Fig.3 shows that UNet is performing slightly better than FCN in general. In comparison between the loss functions,$$$loss_{xent}+loss_{dice}$$$perform decently in segmenting the thigh. However, when dealing with partially segmented calf training images, necessity of using the amended weightage mask $$$w_{i,j(,k)}$$$ can be seen (Fig.5). Common application of weightage mask in $$$loss_{xent}$$$ is equivalent to the $$$fn$$$ mode, which optimizes only the true positive and false negative errors.
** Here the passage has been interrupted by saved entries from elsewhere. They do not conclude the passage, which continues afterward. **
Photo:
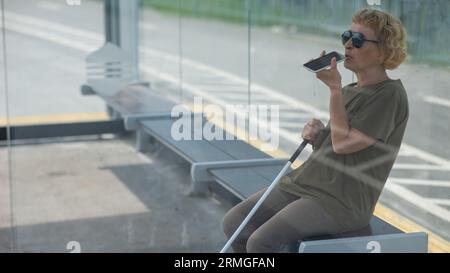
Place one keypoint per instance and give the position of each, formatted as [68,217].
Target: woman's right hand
[312,130]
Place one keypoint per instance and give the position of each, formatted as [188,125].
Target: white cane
[266,193]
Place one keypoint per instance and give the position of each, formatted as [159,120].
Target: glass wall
[252,53]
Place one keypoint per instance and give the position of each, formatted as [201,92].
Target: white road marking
[88,41]
[437,100]
[438,201]
[147,26]
[402,166]
[420,182]
[184,235]
[49,5]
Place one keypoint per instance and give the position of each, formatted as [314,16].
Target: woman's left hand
[331,77]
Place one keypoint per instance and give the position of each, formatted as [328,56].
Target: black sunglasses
[358,38]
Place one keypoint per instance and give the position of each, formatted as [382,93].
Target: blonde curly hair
[390,33]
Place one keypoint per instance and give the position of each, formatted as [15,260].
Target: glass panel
[6,242]
[286,34]
[52,189]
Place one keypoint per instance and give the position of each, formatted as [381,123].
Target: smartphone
[323,62]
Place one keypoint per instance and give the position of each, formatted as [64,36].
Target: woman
[337,188]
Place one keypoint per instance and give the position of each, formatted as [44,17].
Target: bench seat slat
[191,150]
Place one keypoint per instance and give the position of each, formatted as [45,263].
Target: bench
[239,170]
[233,168]
[110,77]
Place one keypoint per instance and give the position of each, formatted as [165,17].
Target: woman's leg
[300,219]
[276,201]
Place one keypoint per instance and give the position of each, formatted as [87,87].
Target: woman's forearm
[338,119]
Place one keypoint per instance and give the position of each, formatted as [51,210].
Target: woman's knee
[230,222]
[257,243]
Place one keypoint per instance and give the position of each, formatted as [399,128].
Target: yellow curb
[436,244]
[46,119]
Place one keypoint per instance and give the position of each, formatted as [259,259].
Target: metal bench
[234,168]
[204,155]
[111,77]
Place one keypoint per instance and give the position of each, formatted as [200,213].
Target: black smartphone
[323,62]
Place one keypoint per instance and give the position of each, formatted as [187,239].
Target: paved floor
[108,198]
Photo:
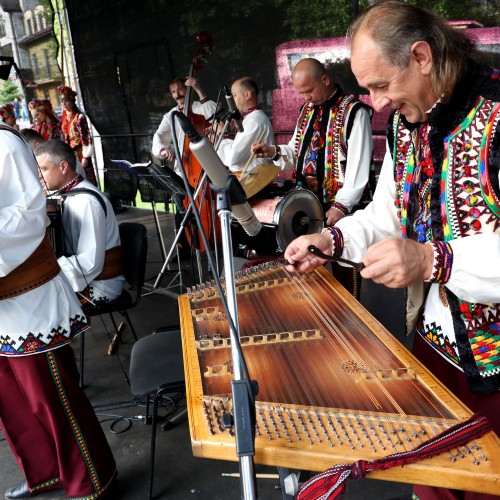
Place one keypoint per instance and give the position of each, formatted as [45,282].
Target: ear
[421,53]
[64,166]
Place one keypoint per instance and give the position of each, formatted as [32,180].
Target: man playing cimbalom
[433,226]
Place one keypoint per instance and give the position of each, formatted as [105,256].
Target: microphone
[233,109]
[219,115]
[218,174]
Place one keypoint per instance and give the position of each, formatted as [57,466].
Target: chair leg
[127,317]
[116,328]
[82,354]
[153,444]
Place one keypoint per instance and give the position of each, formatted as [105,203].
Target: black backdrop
[127,51]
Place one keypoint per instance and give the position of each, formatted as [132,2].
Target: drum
[283,219]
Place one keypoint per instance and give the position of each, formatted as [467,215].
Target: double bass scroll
[191,165]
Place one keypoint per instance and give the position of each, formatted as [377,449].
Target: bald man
[331,148]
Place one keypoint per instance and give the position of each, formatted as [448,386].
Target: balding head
[311,80]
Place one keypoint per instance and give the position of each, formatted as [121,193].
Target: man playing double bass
[162,140]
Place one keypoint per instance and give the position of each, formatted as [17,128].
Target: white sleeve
[359,155]
[23,213]
[162,138]
[88,229]
[207,109]
[235,154]
[377,221]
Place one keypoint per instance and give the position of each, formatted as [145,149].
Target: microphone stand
[243,390]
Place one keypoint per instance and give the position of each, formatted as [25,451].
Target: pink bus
[335,53]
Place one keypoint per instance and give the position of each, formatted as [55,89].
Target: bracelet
[443,262]
[337,240]
[341,208]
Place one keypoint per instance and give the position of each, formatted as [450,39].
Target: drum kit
[284,215]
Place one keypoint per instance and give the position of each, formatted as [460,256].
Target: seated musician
[433,226]
[236,153]
[162,140]
[34,138]
[92,252]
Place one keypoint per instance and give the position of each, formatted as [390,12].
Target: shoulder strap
[99,198]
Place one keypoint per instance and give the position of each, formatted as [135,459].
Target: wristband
[443,262]
[337,240]
[341,208]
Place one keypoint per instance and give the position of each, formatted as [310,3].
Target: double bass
[205,203]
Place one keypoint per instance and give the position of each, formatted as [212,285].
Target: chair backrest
[134,240]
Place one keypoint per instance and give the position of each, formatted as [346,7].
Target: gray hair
[395,26]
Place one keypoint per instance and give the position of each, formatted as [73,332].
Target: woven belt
[312,183]
[113,264]
[39,268]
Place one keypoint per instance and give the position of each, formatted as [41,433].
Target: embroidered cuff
[341,208]
[443,262]
[277,153]
[337,240]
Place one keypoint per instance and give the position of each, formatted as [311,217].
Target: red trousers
[51,426]
[455,381]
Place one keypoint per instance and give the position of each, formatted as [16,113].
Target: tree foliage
[8,91]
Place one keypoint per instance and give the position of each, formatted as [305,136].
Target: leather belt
[39,268]
[113,264]
[312,183]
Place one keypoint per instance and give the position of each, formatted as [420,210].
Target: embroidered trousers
[51,426]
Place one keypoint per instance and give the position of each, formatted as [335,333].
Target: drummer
[331,148]
[236,154]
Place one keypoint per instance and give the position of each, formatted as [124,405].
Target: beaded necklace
[71,184]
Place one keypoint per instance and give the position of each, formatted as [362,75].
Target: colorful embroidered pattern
[433,335]
[333,141]
[443,262]
[468,207]
[33,343]
[337,240]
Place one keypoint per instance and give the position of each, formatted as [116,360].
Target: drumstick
[251,156]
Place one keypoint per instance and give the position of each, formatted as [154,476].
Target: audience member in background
[7,114]
[76,132]
[45,416]
[92,258]
[44,120]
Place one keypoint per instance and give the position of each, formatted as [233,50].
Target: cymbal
[258,178]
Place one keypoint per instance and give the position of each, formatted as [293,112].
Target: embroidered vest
[335,141]
[467,206]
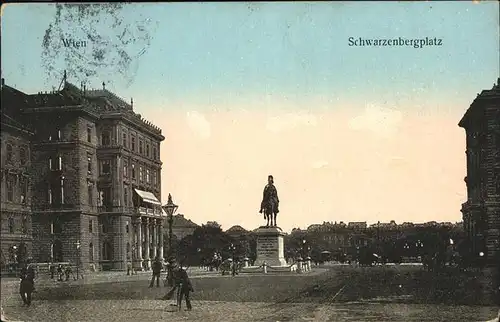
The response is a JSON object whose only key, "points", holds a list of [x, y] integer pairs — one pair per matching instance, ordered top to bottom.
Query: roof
{"points": [[12, 102], [475, 112], [148, 197], [181, 221]]}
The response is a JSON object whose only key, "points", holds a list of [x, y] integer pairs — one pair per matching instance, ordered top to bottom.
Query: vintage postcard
{"points": [[250, 161]]}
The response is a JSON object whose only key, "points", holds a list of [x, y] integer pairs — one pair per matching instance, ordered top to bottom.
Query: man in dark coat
{"points": [[157, 267], [27, 285], [175, 286], [185, 287]]}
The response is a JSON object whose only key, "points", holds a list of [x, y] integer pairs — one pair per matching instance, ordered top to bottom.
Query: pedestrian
{"points": [[157, 267], [52, 269], [130, 270], [60, 273], [27, 284], [175, 286], [185, 287]]}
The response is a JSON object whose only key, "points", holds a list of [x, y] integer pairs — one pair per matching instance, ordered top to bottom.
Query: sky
{"points": [[244, 90]]}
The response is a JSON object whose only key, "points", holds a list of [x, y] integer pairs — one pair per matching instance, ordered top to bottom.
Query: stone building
{"points": [[96, 180], [15, 210], [481, 211], [182, 227]]}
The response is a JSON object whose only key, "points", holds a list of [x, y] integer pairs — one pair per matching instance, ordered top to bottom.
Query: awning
{"points": [[148, 197]]}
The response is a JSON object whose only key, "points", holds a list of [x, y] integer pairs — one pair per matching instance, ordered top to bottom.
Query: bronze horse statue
{"points": [[270, 203]]}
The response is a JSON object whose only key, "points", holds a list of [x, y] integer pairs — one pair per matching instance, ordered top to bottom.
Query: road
{"points": [[240, 298]]}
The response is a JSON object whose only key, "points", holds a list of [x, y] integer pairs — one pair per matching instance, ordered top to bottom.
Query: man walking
{"points": [[157, 267], [185, 287]]}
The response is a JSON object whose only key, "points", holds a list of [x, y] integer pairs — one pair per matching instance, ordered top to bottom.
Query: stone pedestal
{"points": [[270, 246]]}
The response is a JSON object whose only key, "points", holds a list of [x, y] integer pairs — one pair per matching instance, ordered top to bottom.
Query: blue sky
{"points": [[224, 51], [246, 90]]}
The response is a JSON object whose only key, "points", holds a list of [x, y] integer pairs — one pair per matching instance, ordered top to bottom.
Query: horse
{"points": [[269, 209]]}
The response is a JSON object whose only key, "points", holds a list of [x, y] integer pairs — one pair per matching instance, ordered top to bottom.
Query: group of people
{"points": [[180, 283], [27, 284]]}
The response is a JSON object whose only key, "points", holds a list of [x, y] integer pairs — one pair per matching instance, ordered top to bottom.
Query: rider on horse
{"points": [[270, 202]]}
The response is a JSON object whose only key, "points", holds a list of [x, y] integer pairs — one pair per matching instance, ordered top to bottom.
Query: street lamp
{"points": [[170, 209], [232, 248], [77, 259]]}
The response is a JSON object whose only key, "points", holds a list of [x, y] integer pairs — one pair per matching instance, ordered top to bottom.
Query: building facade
{"points": [[96, 180], [15, 211], [481, 211], [181, 227]]}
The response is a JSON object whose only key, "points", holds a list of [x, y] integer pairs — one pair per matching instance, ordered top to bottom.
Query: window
{"points": [[55, 135], [106, 138], [132, 143], [9, 153], [22, 156], [89, 163], [105, 167], [125, 168], [10, 189], [24, 190], [62, 190], [90, 192], [49, 195], [125, 195], [11, 225], [25, 225], [107, 250], [91, 252]]}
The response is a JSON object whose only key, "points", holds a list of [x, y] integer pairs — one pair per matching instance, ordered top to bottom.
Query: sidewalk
{"points": [[9, 285]]}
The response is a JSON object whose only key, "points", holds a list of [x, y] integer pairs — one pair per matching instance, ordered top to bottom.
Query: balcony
{"points": [[55, 208], [143, 211]]}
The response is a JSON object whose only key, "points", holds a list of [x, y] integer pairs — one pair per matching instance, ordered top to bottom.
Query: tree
{"points": [[201, 246]]}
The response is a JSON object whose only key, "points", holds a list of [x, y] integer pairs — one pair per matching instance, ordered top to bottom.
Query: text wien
{"points": [[74, 43]]}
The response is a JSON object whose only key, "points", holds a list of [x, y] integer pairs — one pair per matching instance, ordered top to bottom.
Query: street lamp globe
{"points": [[170, 207]]}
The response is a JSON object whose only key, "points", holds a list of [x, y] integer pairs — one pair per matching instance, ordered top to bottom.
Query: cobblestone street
{"points": [[118, 297], [157, 310]]}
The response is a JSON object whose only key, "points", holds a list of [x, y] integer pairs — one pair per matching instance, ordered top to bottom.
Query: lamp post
{"points": [[170, 209], [232, 248], [77, 259]]}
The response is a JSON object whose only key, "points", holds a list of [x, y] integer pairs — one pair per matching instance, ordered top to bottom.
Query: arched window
{"points": [[9, 153], [11, 225], [107, 250], [91, 252], [57, 253]]}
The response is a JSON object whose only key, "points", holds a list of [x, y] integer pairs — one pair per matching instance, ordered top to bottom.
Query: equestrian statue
{"points": [[270, 202]]}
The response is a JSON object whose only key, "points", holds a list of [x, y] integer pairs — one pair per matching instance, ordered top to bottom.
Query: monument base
{"points": [[270, 247]]}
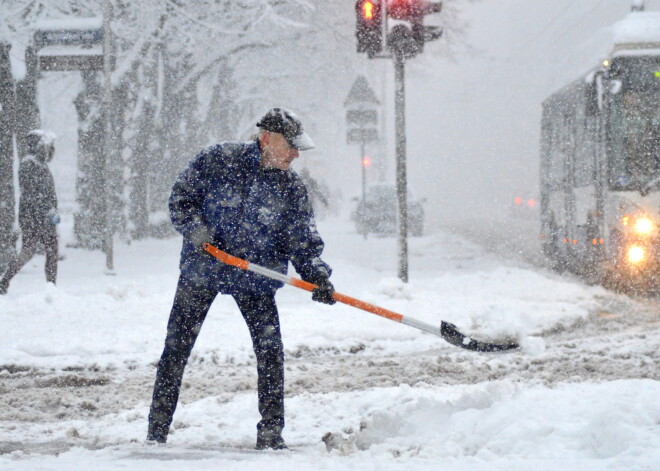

This works well in cases where each voxels in the image is classified into a known class, since voxels contributing to false positive error in one class is also causing false negative error in another class (see Fig.2). In cases of partially labelled image (such as the calves in this study) and existence of unknown class, false positive errors will be ignored under the same scheme. The modified weightage masks resolves this problem by taking both errors into account. While dice loss automatically optimizes both errors, crossentropy loss has a simpler gradient and hence may lead to higher stability during training. Resulting slice-wise loss results (Fig.4) indicate poorer classification at near-edge slices of the image. This is likely due to slices with muscles with small in-slice volume and a paucity of training data.